Last year, a group of officers entered his apartment and used plastic bullets, taser guns, a telescopic baton and their shots from their guns to viciously attack the 58-year-old man. He took his last breath in the depths of police brutality.
Yesterday, his family announced they were suing the City of Montreal over "brutal and excessive" police intervention.
Coriolan’s story is one of many incidences of police brutality evident in Canada, and this racialized practice can be traced back to the Canadian slave trade, according to black feminist writer Robyn Maynard, who spoke at Western last night as part of her book tour for Policing Black Lives. The event was organized by the Black Students Association as part of Black History Month celebrations.
Her talk specifically focused on Canada's facade of multiculturalism and tolerance.
“There is a crisis facing black communities in Canada today,” says Maynard. “This crisis is not only one of classical police violence, it is a crisis that is multi-systemic.”
This ranges from the disproportionate targeting of black immigrant communities for deportation to the similarly disproportionate rates of black youth care and school expulsions. In Ontario, these youth are in care at a rate that’s five times higher than the population, according to Maynard. As well, Toronto’s District School Board saw around 50 per cent expulsion rates for black youth between 2011 and 2016.
“We only think of the racial profiling crisis as something that is only really accomplished by the police and law enforcement agents,” says Maynard. “But we also really need to think about the level of high scrutiny and policing that child welfare communities are accomplishing in black communities.”
These stats are far removed from the abstract. Maynard reminded the audience of last year’s incident at a Mississauga school wherein police handcuffed a six-year-old black girl who was apparently a danger to herself and her classmates.
“In what lens are you seeing the world in which a 48-pound black girl can be a threat to two armed adult men and the school administrators?” asked Maynard.
Following Maynard’s presentation, health science Western alumni Rowa Mohamed and Suze Morrison who served on London's Diversity, Inclusion and Anti-Oppression Advisory Committee shared their experience fighting racial discrimination in Forest City.
Mohamed, who identifies as a black Muslim, says that London has a serious racism problem, but attributed its resistance to change to its relatively smaller size compared to more urban cities. As a result, discrimination is commonly dismissed.
“As I was at A&W downtown one time someone came up to me and asked me if I was ‘one of those African immigrants,’” says Mohamed to a crowd of about 50 people.

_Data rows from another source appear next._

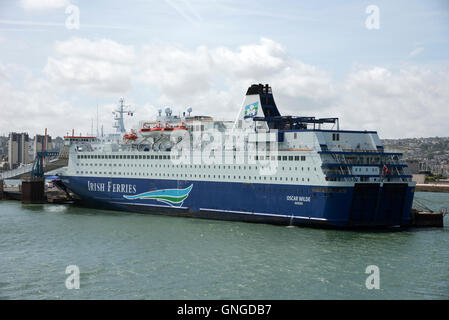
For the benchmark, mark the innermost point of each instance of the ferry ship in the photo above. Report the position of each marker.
(263, 167)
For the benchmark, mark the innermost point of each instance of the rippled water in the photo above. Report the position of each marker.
(133, 256)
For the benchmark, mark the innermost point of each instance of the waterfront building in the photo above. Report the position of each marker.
(18, 145)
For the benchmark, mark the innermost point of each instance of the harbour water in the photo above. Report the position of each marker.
(123, 255)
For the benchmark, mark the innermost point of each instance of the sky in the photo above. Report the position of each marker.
(377, 65)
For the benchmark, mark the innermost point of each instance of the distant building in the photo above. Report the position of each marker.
(413, 166)
(18, 145)
(39, 144)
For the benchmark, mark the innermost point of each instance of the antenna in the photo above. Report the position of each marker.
(97, 118)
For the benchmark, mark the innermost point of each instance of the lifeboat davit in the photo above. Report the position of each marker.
(149, 132)
(182, 127)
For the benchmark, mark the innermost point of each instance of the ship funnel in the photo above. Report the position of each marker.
(258, 102)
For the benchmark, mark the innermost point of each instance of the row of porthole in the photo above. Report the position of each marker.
(191, 176)
(181, 166)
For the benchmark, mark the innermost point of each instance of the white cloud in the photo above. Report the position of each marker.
(92, 66)
(43, 4)
(409, 102)
(416, 51)
(215, 79)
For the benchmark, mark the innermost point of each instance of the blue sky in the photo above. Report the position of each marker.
(318, 55)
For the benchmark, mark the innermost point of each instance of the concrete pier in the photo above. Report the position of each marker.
(33, 190)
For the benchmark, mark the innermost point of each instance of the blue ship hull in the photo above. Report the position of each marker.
(364, 205)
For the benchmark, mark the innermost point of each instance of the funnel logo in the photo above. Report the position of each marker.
(251, 110)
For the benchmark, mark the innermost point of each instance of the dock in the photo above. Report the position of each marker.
(54, 195)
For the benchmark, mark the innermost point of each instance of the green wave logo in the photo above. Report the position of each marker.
(172, 197)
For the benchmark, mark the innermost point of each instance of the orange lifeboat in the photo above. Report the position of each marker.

Racism and erasure of black history in Canada are all to evident, even in 2018. As noted by Maynard, many news outlets frame her book as a revolutionary piece that tells the story of what happened in Canada.
But in reality, there have been a number of black scholars documenting everything from the slave trade to modern day racial profiling since the early 1800’s. Maynard listed Charmaine Nelson, Harvey Amani Whitfield and Afua Cooper among them.
“We really need to give visibility and recognition to all that labour that got us here today,” says Maynard.
Canada is not the safe haven that it is constantly portrayed to be. According to Maynard and Policing Black Lives, attitudes like that are just a strawman argument used to avoid real racial tension in our own nation.